Após receber, mensagem do prefeito via WhatsApp, a promotora de Justiça, Karina Denicol, respondeu ao prefeito: “Infelizmente suas palavras demonstram que não há mais diálogo possível entre Administração atual e Ministério Público. É uma pena, não por mim, mas pela coletividade que representamos. Deve haver um respeito institucional e o senhor ultrapassou esse respeito. Por favor, não entre mais em contato comigo por aqui”, finaliza a promotora.
“Ultrapassou os limites do respeito”
O prefeito Schmidt, mesmo contrariando as palavras da promotora, encaminhou mais uma mensagem: “A senhora quando faltou a verdade em sua entrevista é que ultrapassou os limites do respeito”.
“Não existe protocolo, não existe plantão e fim de semana não trabalham. Está bem complicado”

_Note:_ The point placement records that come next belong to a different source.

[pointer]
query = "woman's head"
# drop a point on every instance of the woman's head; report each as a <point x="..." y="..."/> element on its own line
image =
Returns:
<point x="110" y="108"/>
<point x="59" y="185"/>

Para a promotora Karina Denicol, “o que está acontecendo é que tudo é mal informado. Aquele 199 não é um número de denúncias, ninguém faz protocolos. O Ministério Público vem recebendo um monte de denúncias diariamente, que não seria nossa atribuição. E a gente tem que encaminhar para a prefeitura para fazerem o seu trabalho. Não está havendo uma fiscalização adequada pelo município pelas medidas definidas pelo Decreto (Calamidade Pública), que é obrigação do município fiscalizar. Só atendem em horário comercial, até onde eu saiba. Não existe protocolo, não existe plantão e fim de semana não trabalham. Está bem complicado”.
“O texto é gravíssimo....instituições merecem respeito”
A promotora também comenta sobre o texto que o prefeito Luiz Francisco Schmidt, encaminhou para ela: “o texto que ele (o prefeito) me enviou é gravíssimo e irei encaminhar para a minha instituição, para fazer uma análise, porque somos instituições e instituições merecem respeito”.